Bill Marler, food safety advocate and E. coli attorney, whose Seattle law firm, Marler Clark, has been contacted by victims of the E. coli outbreak traced to the S&S’s hamburger recall and outbreak that has sickened at least 80 Boy Scouts, called today on S&S to pay the medical bills and lost wages of all individuals who became ill with E. coli infections as part of the outbreak.
“We know that at least eight became ill with E. coli infections after eating S&S hamburger,” Marler said. “The cost of treating victims of E. coli infections can run in the tens of thousands of dollars, or in a severe case, even in the hundreds of thousands of dollars,” Marler continued. “These families need S&S to do more than promise to cooperate in the investigation into this outbreak.

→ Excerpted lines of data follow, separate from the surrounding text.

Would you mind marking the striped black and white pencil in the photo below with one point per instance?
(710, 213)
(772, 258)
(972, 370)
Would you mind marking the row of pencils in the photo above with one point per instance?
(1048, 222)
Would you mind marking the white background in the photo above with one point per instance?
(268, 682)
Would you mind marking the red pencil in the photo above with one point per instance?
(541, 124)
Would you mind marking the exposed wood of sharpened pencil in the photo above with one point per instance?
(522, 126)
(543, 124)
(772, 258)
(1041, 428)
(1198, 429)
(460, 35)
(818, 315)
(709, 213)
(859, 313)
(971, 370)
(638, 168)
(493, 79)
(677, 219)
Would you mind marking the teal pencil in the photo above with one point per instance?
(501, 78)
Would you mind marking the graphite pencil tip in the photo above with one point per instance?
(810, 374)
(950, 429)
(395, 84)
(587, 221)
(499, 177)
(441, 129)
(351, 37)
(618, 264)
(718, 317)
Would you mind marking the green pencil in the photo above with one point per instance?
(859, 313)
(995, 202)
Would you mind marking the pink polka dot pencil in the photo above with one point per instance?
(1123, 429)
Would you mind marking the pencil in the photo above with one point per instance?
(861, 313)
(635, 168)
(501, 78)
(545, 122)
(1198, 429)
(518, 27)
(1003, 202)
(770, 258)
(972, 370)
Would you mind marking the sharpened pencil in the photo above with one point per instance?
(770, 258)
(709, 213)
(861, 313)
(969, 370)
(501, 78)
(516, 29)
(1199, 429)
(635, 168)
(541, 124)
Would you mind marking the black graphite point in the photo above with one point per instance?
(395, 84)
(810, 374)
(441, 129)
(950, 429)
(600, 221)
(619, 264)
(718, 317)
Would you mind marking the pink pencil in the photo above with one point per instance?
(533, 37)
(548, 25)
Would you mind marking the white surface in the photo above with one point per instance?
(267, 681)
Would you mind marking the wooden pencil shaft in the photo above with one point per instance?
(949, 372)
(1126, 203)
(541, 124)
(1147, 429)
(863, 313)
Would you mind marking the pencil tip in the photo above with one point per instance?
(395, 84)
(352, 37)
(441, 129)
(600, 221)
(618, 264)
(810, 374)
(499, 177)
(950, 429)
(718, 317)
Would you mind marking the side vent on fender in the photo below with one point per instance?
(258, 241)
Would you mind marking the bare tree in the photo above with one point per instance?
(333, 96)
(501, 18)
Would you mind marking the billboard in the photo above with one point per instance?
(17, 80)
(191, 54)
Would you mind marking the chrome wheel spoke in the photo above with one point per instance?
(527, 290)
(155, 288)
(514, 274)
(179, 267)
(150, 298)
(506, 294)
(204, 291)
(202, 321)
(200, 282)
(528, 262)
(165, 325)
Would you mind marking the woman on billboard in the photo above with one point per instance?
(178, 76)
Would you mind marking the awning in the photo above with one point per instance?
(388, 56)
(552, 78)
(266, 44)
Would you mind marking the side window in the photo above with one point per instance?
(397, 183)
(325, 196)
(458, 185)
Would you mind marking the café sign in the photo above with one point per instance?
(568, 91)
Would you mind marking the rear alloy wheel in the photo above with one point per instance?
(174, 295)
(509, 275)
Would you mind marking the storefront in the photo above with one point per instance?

They need to know that S&S intends to fulfill its corporate responsibility by looking out for its customers.”
Marler noted that in other outbreak-situations companies such as Chi-Chi’s, Dole, Jack in the Box, Con Agra, Odwalla and Sheetz advanced medical costs for outbreak victims whose illnesses were traced to their food products.
Since the Jack in the Box E. coli outbreak in 1993, Bill Marler has represented thousands of E. coli victims against corporations such as AFG, Bauer Meats, BJ’s Wholesale Club, Byerly’s, ConAgra, Cub Foods, Dole, Emmpak, Excel, Finley School District, Fresno Meat market, Gold Coast Produce, Habaneros, Interstate Meats, Jack in the Box, Karl Ehmer, Kentucky Fried Chicken, King Garden, Kroger, Lunds, McDonalds, Odwalla, Natural Selections, Nebraska Beef, Olive Garden, Peninsula Village, Pat & Oscar’s, PM Beef Holdings, Sam’s Club, Sizzler, Spokane Produce, Sodexho, Supervalu, Taco Bell, Taco John’s, Topps, United Food Group (UFG), Walmart, Wendy’s and Whole Foos. Total recoveries on behalf of victims are in excess of $300,000,000.
Several times a month Bill, through the non-profit OutBreak, Inc., speaks to industry and government throughout the United States, Canada, China and Australia on why it is important to prevent foodborne illnesses. He is also a frequent commentator on food litigation and safety.